The United States issued 50% less visas to new Chinese students in the first six months of 2022 than before the pandemic, prompting concerns about the US’s declining influence.
Some experts suggest, however, that the trend may only be short-term.
Analysis of recent US visa data by the Wall Street Journal found that the country issued 31,055 academic visas to Chinese nationals, down from 64,261 for the same period in 2019.
Prior to the covid-19 pandemic, China was the biggest sender of students to the US for ten consecutive years, with 369,548 Chinese students in the US in 2019. The US was also the most popular destination among Chinese students.
However the pandemic led to a dramatic fall in these numbers, with an almost 40% decrease in the number of Chinese students in the US in 2019-20.
“The political tensions between the governments have contributed to the decline”
Grace Zhu, China branch director at market research company BONARD, said while covid has “heavily affected” the number of Chinese students in the US, market insights show that the trend began before the pandemic.
“The political tensions between the governments have contributed to the decline of Chinese students interested in US,” Zhu said.
“Set against that, there are increasing interest to other English speaking destinations especially UK or Asian destinations such as Hong Kong or Singapore.”
BONARD’s research has also found that more education agents in major Chinese cities are promoting UK courses than US ones.

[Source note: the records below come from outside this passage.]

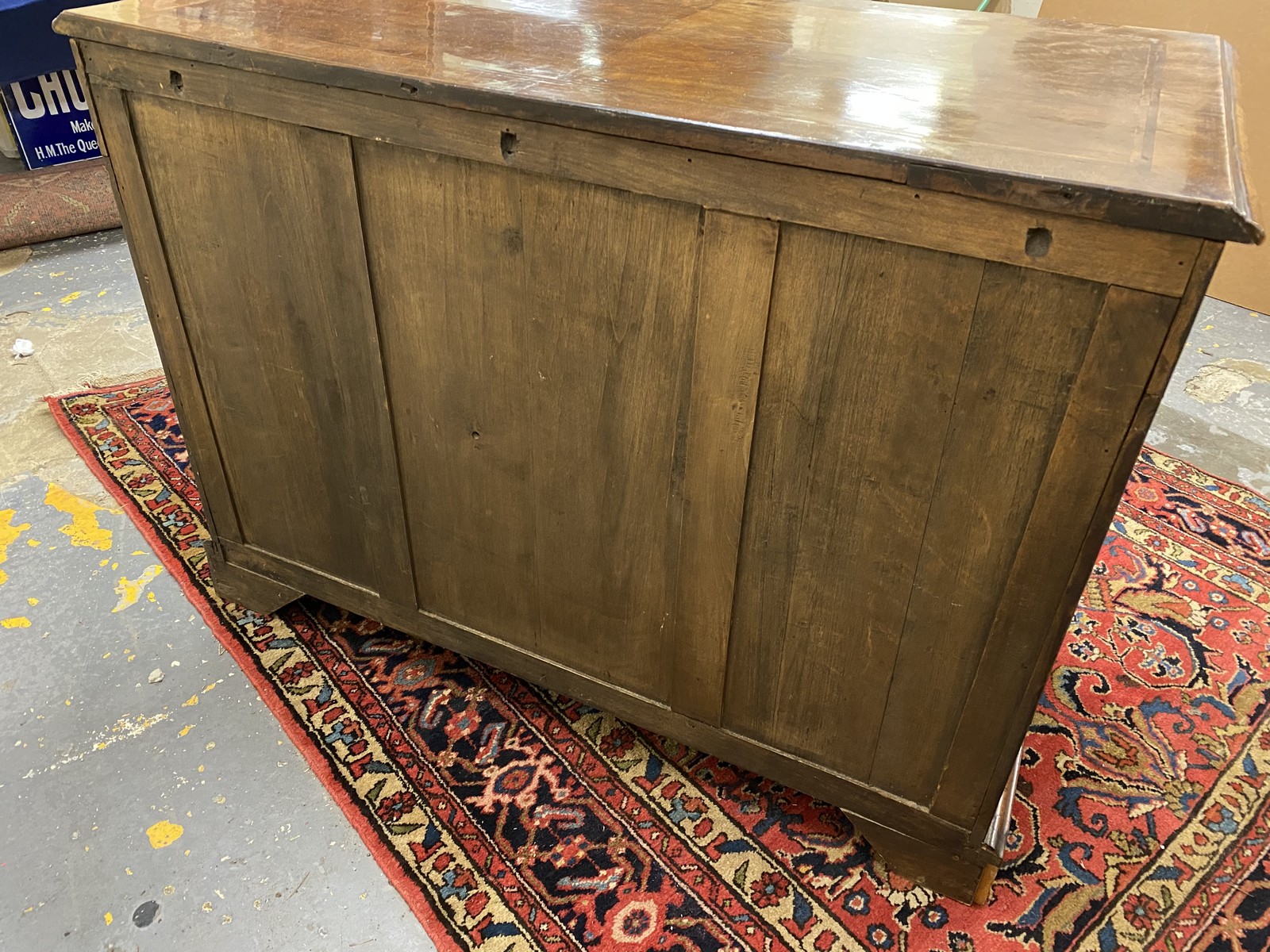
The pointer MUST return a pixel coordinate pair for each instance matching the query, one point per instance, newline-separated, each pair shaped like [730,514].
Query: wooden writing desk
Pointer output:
[764,371]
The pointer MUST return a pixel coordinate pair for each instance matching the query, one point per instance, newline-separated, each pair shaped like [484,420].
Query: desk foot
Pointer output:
[967,879]
[245,588]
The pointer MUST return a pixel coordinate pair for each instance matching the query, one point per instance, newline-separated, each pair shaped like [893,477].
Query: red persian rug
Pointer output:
[56,202]
[511,818]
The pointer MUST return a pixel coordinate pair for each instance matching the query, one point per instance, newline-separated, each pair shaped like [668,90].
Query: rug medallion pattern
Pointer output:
[516,819]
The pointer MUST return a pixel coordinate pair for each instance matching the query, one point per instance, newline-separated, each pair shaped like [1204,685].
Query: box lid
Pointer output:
[1130,126]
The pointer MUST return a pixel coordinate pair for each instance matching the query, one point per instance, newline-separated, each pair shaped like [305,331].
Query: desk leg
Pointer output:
[244,588]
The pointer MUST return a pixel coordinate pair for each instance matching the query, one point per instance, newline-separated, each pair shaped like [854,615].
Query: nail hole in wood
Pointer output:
[507,143]
[1038,243]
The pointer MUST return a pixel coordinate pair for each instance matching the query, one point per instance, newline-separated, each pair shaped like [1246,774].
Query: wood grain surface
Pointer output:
[1123,125]
[539,357]
[281,328]
[840,484]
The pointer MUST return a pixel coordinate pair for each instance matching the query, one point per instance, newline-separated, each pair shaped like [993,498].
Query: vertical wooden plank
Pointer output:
[112,120]
[1029,338]
[457,366]
[1083,484]
[260,224]
[738,257]
[865,344]
[615,352]
[537,359]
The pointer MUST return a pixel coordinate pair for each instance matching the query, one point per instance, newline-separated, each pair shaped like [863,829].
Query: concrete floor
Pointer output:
[116,793]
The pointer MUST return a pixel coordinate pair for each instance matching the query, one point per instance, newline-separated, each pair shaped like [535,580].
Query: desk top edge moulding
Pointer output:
[765,372]
[940,99]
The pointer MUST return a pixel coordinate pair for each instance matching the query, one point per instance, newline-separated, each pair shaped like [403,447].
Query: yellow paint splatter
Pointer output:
[131,590]
[164,835]
[84,530]
[8,533]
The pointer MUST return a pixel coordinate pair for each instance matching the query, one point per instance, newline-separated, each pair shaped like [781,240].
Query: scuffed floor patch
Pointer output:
[1219,381]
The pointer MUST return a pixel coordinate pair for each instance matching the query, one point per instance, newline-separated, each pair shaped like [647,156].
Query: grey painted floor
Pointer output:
[99,767]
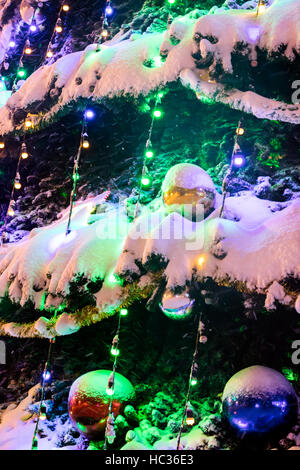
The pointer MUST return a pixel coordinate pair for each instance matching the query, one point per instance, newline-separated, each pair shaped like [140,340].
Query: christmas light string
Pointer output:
[146,180]
[110,390]
[104,34]
[58,29]
[261,7]
[27,50]
[46,376]
[237,160]
[188,417]
[16,186]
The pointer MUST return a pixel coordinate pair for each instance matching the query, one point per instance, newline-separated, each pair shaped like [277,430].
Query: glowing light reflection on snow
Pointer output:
[253,33]
[61,239]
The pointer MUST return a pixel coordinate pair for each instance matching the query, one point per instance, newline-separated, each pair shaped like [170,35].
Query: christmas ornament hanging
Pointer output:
[176,306]
[259,400]
[88,402]
[188,190]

Internet engagement data from BOSSA, an umbrella organisation for Chinese study abroad agencies, also shows a long-term decline in interest in the US as a potential study destination among prospective students and families.
“We measured media consumption and search for ‘study in America’ themed content nationwide in China,” said BOSSA spokesperson Jon Santangelo.
“The US was already behind the United Kingdom in 2019. The UK has vastly outpaced the US and demonstrated the most interest out of all study destinations worldwide, since before the pandemic.”
But Zhu said she doesn’t believe that the trend will necessarily be long-term, predicting that the US market will “bounce back”, although the country may no longer “dominate” in China as other destinations grow in popularity.
“It depends on whether [US] educators are willing to make more effort and investment in the China market,” Zhu said.